AngusMcLure / PoolPoweR

Power and sample size calculations for surveys using pool testing (AKA group testing)
GNU General Public License v3.0
0 stars 1 forks source link

Function documentation #11

Closed fredjaya closed 7 months ago

fredjaya commented 8 months ago

optimise_prevalence.R

Title: Optimising the pool size and number for estimating prevalence.

Description These functions determine cost-effective pooling strategies for estimating the prevalence of a marker in a population. Both functions attempt to choose survey designs that maximise the Fisher Information for given cost or effort. optimise_s_prevalence() calculates the optimal single pool size that balances the cost and accuracy for given the marker prevalence, test sensitivity, and specificity, and works for simple random surveys or cluster surveys. optimise_sN_prevalence also attempts to identify the optimal number of pools per cluster (cluster-surveys only).

Examples

optimise_s_prevalence(prevalence = 0.01, cost_unit = 5, cost_pool = 10)

optimise_sN_prevalence(prevalence = 0.01, cost_unit = 5, cost_pool = 10, cost_cluster = 100, correlation = 0.05)

fisher_information.R

Title: Calculate the Fisher Information of a pooled-survey design for estimating population prevalence.

Description fi_pool and fi_pool_cluster calculates the Fisher Information for pool testing strategies for a given number and size of pools, where the sensitivity and specificity of the test are known. fi_pool calculates the Fisher information for the prevalence for simple random surveys. fi_pool_cluster calculates the two-by-two Fisher information matrix for prevalence and within-cluster correlation for cluster survey designs.

Examples

fi_pool(pool_size = 10, prevalence = 0.01, sensitivity = 0.95, specificity = 0.99)

fi_pool_cluster(pool_size = 10, pool_number = 5, prevalence = 0.01, correlation = 0.05, sensitivity = 0.95, specificity = 0.99)

design_effect()

Title: Calculate the design effect for pooled testing.

Description This function calculates the design effect (D) for survey designs using pool testing compared to a simple random survey with individual tests of the same number of units. This allows the comparison of the Fisher Information per unit sampled across different pooling and sampling strategies. A design effect D>1 (D<1) indicates that the pooling/sampling strategy reduces (increases) the Fisher information per unit; the total sample size will have to be multiplied by a factor of D to achieve the same degree of precision in estimating prevalence as a simple random survey with individual tests. Supports both cluster and simple random sampling with perfect or imperfect tests.

Examples

design_effect(pool_size = 5, pool_number = 10, prevalence = 0.01, sensitivity = 0.99, specificity = 0.95)
fredjaya commented 8 months ago

Angus could you please update/add to the above for function documentation? Hopefully i'm not too far off here...

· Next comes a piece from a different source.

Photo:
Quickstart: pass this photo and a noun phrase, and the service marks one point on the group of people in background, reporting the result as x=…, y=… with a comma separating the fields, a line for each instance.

fredjaya commented 8 months ago

Adding a reminder to avoid using @import/@importFrom

AngusMcLure commented 7 months ago

Hi Fred, I'll do most of the editing on the first post, but just pointing out some things here.

The kind of pool-testing setup is usually done when prevalence is low. Though there's no hard limit, I would keep the prevalence <10% in all the examples and good example value might be 1%.

Similarly cluster surveys only make sense if the clustering is fairly low. Again 0.2 is probably a high correlation and 0.75 is very very high. I nice default might be 0.05. Even this is perhaps high, but I actually need to do some more theoretical/empirical work to figure out anything like a reasonable range for MX surveys. Though I don't think we should have a default value for now, users might need some guidance as to what value to put in here if they have no idea, and that's on my long-term to-do list. It won't be easy as it will probably require looking at lots of different datasets from different countries.

optimise_s_prevalence(prevalence = 0.01, cost_unit = 5, cost_pool = 10)

optimise_sN_prevalence(prevalence = 0.01, cost_unit = 5, cost_pool = 10, cost_cluster = 100, correlation = 0.05)
AngusMcLure commented 7 months ago

Also, make sure that if a function has support for both cluster and non-cluster surveys that you give an example for each. Usually this can be achieved by providing/not providing an input for correlation I think

AngusMcLure commented 7 months ago

I've edited the main post with some rewords/expansion here and there. Didn't take long, so they were pretty close!

fredjaya commented 7 months ago

Awesome, thanks!

Based on this, i'm thinking of moving design_effect to its own .R file - any objections?

AngusMcLure commented 7 months ago

Sounds fine to me. I take it the idea is to keep the docs nice and clean

fredjaya commented 7 months ago

Upcoming push has updated unit tests based on these examples. Separate issue for further examples created.